The landing was not so easy, because of the many ice floes and the cliffs in front of it. The best landing place we could find was a small, almost ice-free bay with a steeply sloping shore. After a few daring jumps, everyone finally – more or less wet – reached the shore. The zodiac was tied up, a time for the departure was agreed upon, the biologists set to work – essentially stocktaking – and I went into the interior of the island on my own. Still no sign of the penguins, but to hear all the more! A many-voiced jabbering and fiddling seemed to come from above our landing place. I climbed up a steep, slippery slope with difficulty and finally reached a higher situated rock plateau, circumvented some huge boulders and then had a clear view over the island. What I saw, heard and smelled was indescribable. Thousands of Adelie Penguin chicks were standing close together either nervously beeping or patiently waiting. In between were the penguin parents, some of them the goitre full of krill in search of their offspring, others feeding under wild bickering of the chicks and finally others on their way back to the sea to look for food for the next meal.
Carefully I moved towards the crowd, hoping not to panic. To my surprise, my presence was completely ignored, the young birds must have regarded me as a foreign penguin, who posed no danger and from whom above all no food was to be expected. So I was able to make some interesting observations sitting in the middle of the crowd and to record the events on video.

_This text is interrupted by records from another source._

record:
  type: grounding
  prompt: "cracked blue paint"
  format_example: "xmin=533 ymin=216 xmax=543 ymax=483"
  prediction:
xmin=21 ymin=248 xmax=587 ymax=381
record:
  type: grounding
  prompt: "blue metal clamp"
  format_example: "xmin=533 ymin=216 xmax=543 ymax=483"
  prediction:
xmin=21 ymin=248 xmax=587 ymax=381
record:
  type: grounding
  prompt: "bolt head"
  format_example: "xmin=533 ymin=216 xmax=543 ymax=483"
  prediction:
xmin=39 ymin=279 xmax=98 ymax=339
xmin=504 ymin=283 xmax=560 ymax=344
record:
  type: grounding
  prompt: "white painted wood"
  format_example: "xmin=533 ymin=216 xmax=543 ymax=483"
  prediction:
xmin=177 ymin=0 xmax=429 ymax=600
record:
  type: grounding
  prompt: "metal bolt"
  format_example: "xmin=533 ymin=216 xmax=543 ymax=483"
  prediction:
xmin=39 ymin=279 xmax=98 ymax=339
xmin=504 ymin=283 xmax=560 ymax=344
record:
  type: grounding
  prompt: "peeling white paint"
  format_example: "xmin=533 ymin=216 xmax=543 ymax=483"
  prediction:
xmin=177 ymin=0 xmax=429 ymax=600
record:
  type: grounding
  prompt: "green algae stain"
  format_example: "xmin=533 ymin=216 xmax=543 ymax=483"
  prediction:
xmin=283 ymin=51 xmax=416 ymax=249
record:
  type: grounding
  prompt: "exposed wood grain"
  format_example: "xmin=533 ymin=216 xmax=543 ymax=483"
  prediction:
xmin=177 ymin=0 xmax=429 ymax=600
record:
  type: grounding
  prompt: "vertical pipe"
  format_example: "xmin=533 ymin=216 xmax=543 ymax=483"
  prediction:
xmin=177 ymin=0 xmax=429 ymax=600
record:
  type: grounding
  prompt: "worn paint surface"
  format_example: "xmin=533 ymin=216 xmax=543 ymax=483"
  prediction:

Above all, I was interested in how the parents, returning from the sea, loaded with krill, find their children (mostly two chicks) in the middle of the huge colony. As the biologists explained to me, this is essentially done by means of acoustic signals. So I followed a returnee with the camera, who apparently waddled through the crowd in a target oriented manner. On the way he was repeatedly harassed by chicks, who obviously pretended to be his, but were energetically rejected every time. After about 5 minutes the penguin-papa had indeed found his two hungry chicks and a wild feeding procedure began. The parent animal gradually choked out the food directly into the wide open beaks of the kittens. These were fighting constantly and with all means for a place at the beak of the feeding. Even after the last crumb of food has been choked out, the little ones did not rest and pressed Papa Penguin by means of strong beak dots. The poor man could only escape from it by fleeing and was followed for a while by the clumsy youngsters, who kept falling on their stomach. Finally back in the water, the exhausted man visited an ice floe to recover together with other fellow sufferers.
For the remaining chicks, a waiting period of several hours began again, which they bore stoically close to each other. Their biggest enemy is now the Skua, a predatory gull, who can choose its victim freely. The only “protection” is the large number of potential victims.
This fascinating spectacle of nature preoccupied me so much that I could hardly feel the cold, which quickly intensified with the rising wind. But then I went down to the sea and found our mooring place besieged by a dozen fur seals, which lay idle on the gravel and just as the Adelie penguins did not take any notice of me, not even when I had to walk very close between them in order to get to the zodiac.